The Washington Star claimed that the attempt to remove Gregory was "very ill-advised", since Gregory was responsible for advancing the freedmen in Maryland "in industry, intelligence, thrift and probity". It suggested that those who were opposed to Gregory were "men who would destroy the Union to-morrow, if they could, men who hate the negro because his enfranchisement was literally the turning point in saving the Union from destruction at the hands of the atrocious conspirators who engineered the rebellion."[157]
On 2 September 1867 the Lincoln Zouaves (from Baltimore) staged a "grand encampment" in Baltimore, on the grounds of the Gregory Aged Women's Home, which lasted for three days.

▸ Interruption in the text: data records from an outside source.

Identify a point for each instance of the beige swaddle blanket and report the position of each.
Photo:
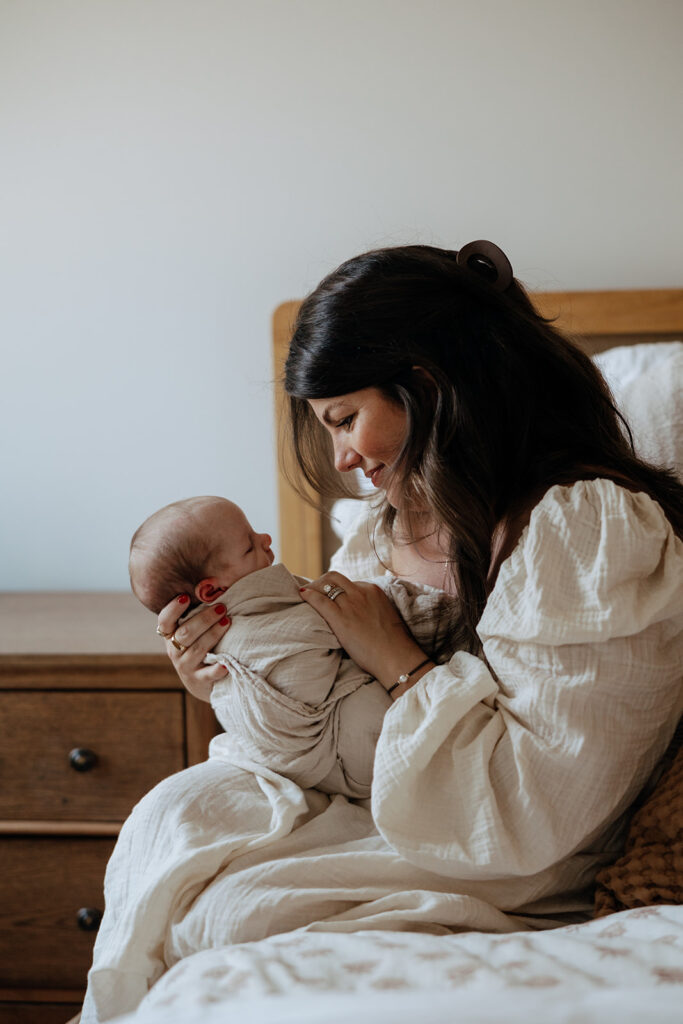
(294, 701)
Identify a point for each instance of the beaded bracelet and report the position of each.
(403, 678)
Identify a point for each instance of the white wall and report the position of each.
(173, 169)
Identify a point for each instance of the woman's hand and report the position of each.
(367, 625)
(199, 635)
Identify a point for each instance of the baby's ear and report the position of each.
(208, 591)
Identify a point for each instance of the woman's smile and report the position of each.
(368, 431)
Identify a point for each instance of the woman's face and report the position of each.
(367, 430)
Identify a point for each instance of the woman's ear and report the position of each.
(209, 590)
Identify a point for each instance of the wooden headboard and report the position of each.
(596, 320)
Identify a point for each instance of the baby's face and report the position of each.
(239, 549)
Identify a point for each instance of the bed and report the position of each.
(318, 960)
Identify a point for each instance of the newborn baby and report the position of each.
(293, 701)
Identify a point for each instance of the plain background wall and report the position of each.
(171, 170)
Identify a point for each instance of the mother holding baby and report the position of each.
(520, 736)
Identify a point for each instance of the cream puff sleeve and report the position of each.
(503, 766)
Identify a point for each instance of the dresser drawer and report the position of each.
(136, 737)
(44, 883)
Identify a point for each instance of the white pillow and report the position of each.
(647, 383)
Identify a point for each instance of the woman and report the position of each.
(477, 421)
(518, 740)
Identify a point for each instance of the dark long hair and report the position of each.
(508, 406)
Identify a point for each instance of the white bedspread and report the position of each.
(626, 968)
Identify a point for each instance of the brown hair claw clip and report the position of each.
(488, 261)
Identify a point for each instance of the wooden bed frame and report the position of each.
(597, 320)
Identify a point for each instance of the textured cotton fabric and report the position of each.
(500, 784)
(293, 701)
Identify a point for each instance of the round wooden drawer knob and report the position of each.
(81, 759)
(88, 919)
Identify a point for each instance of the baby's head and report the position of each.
(198, 546)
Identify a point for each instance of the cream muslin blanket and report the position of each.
(294, 701)
(499, 785)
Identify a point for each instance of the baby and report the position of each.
(294, 701)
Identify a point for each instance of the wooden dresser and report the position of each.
(91, 717)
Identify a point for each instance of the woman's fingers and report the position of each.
(210, 621)
(169, 615)
(188, 643)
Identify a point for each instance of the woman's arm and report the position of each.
(198, 636)
(370, 629)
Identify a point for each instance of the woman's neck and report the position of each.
(421, 553)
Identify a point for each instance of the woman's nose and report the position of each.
(345, 458)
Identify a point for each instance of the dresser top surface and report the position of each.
(76, 623)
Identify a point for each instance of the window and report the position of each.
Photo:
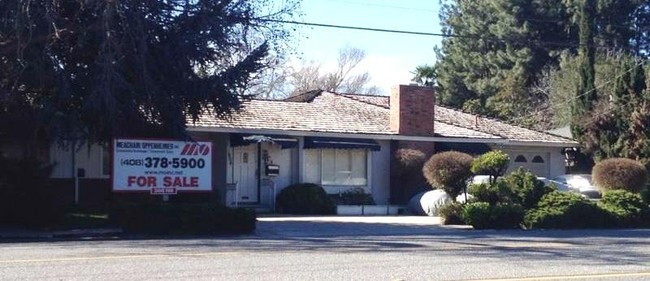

The speakers included Gregory, Archibald Stirling Jr., and Captain MH Maroney of the US Army. Fukes describes the speech in this way:[158]
'The remarks of General Gregory were perhaps the most forceful. "The sufferings endured by the Union soldiers during the rebellion," he said," were not intended to save the life of the nation, but were [to ensure] that four million people for whom Christ died might be set at liberty for ever." Gregory went to stress the value of education, and as a conclusion to the assistant commentator's remarks, Archibald Stirling, Jr. added a clarion call for universal suffrage. "The time is not too far distant," he declared, "when you and I can rally around the same ballot box and there plant our tickets."'
On 12 November 1867 Grant requested that Gregory and any other officers with volunteer rank as high as Brigadier General be mustered out of service. His resignation was accepted on 16 November 1867 (order no 497 AGO). Gregory was mustered out and honorably discharged on 30 November 1867.[159]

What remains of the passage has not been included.